Peter now shows the state of those angels which have already been set for judgment, that God “cast them down to hell.” This is something which had not yet occurred with those who possessed the man referred to in Matthew. This is certain, because it says (concerning the same incident) in Luke 8:31 –
“And they begged Him that He would not command them to go out into the abyss.”
The word that Peter uses, which is here translated as “hell,” is tartaroó, or Tartaus. This is its only use in Scripture. It is the pagan Greek netherworld. It is a place of punishment set apart specifically for demons. It later came to represent also a place of punishment for wicked people. But at this time, it is specifically speaking of a place set apart for demons, thus explaining the terminology used in the synoptic gospels.
Peter next says, “and delivered them into chains of darkness.” Here, there is a slight textual problem. Jude also uses the term “chains” in his epistle, but a different word is used there. The word Peter uses, a word only seen here in Scripture, is actually very close in spelling to a word translated as “pits.” For this reason, some translations say, “pits of darkness.”
Either way, the angels which have been sent to this pit (which obviously all of them have not been, based on the reading of the synoptic gospels) are chained as Jude notes, and they are in a place of gloomy darkness, being kept there and “reserved for judgment.” The Greek is a present participle. They are “being reserved for judgment.” They are in the gloomy darkness, they are chained there, and they are awaiting their final judgment and assured doom.
Life application: Along with this verse, Peter will spend the next 18 verses of this chapter talking about the punishment of the false prophets. If this doesn’t show a person the seriousness of properly handling God’s word, and also obediently following it, then one is not taking these passages in the light that God intends.

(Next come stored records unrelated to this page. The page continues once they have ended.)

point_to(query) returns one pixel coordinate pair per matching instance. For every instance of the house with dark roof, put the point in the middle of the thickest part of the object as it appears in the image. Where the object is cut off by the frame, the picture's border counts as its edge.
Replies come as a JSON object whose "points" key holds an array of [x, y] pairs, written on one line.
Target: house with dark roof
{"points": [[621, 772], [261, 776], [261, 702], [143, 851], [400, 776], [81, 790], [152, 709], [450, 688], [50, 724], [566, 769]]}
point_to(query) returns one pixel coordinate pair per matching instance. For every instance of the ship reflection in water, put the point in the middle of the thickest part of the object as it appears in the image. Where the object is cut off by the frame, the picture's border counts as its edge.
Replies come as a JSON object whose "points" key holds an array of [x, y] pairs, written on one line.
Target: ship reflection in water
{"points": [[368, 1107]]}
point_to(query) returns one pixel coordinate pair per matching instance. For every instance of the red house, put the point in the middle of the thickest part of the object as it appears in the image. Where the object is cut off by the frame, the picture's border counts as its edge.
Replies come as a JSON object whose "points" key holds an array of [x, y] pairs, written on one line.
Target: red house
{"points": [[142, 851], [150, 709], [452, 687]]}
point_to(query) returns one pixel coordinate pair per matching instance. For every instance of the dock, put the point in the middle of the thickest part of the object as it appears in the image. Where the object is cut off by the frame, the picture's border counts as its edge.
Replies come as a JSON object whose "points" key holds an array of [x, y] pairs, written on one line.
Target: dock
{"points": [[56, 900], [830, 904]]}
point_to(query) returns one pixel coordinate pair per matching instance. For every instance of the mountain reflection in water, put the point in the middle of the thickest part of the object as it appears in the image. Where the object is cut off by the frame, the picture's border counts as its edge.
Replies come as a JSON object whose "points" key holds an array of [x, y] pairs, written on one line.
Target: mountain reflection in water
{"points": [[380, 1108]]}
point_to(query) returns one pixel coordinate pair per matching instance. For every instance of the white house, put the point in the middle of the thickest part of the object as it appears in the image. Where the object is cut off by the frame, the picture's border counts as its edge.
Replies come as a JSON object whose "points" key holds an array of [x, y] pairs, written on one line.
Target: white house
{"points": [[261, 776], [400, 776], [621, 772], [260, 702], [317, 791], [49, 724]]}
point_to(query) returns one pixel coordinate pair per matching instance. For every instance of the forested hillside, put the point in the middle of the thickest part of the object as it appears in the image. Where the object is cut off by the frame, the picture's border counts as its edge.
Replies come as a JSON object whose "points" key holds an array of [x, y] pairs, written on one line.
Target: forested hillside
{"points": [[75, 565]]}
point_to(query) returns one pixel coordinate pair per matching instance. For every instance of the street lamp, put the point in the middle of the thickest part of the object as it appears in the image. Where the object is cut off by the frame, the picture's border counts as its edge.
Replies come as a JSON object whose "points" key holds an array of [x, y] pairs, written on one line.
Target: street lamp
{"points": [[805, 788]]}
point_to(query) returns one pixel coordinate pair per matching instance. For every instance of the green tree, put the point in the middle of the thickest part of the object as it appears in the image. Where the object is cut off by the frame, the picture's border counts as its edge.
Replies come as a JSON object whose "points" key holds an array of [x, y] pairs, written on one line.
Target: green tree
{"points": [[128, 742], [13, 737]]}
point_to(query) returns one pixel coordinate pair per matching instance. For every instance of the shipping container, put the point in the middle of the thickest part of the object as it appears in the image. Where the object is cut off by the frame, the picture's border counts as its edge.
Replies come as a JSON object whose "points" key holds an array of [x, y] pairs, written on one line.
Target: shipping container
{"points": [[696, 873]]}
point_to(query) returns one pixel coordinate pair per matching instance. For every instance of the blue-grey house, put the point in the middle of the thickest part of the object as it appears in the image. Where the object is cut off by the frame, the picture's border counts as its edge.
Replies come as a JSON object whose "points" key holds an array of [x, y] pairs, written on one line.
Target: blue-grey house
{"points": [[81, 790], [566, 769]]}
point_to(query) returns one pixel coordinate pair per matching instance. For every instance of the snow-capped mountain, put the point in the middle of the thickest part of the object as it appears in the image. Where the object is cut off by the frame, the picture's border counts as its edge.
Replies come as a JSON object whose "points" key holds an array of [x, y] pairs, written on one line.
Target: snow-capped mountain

As God didn’t spare those angels who sinned, Peter is intimating how much more should those who know God’s word be judged for sinning when they misuse it. Just look at the amount of false teaching in the world – pastors, preachers, and priests who stand in the pulpit and deny or diminish the truth in the Bible. There are evangelists who twist passages in order to profit financially, and there are Bible teachers who aren’t qualified to teach because of a lack of knowledge and dedicated time spent learning to reason out the intent of passages, etc. The list is long, and grows daily, concerning those who have turned from sound analysis to a manipulation of what is proper.
As the angels were sent to Tartarus and put in gloomy dungeons as they wait for judgment, just imagine what is prepared for these people. God holds His word out to us as a guide for our life, for our salvation, and for our holiness. God forbid, then, that it would be used in any way which is unintended. The consequences for doing so are horrible in the extreme and eternal in their duration.
Lord God, keep us from misusing and mishandling Your precious word. May we be found worthy as teachers, preachers, and pastors – or as congregants – who follow You and Your word alone. May we not be deceived by the wiles of those who would pervert Your truth. Keep us from false teachers and lead us on the sound path of righteousness. Amen.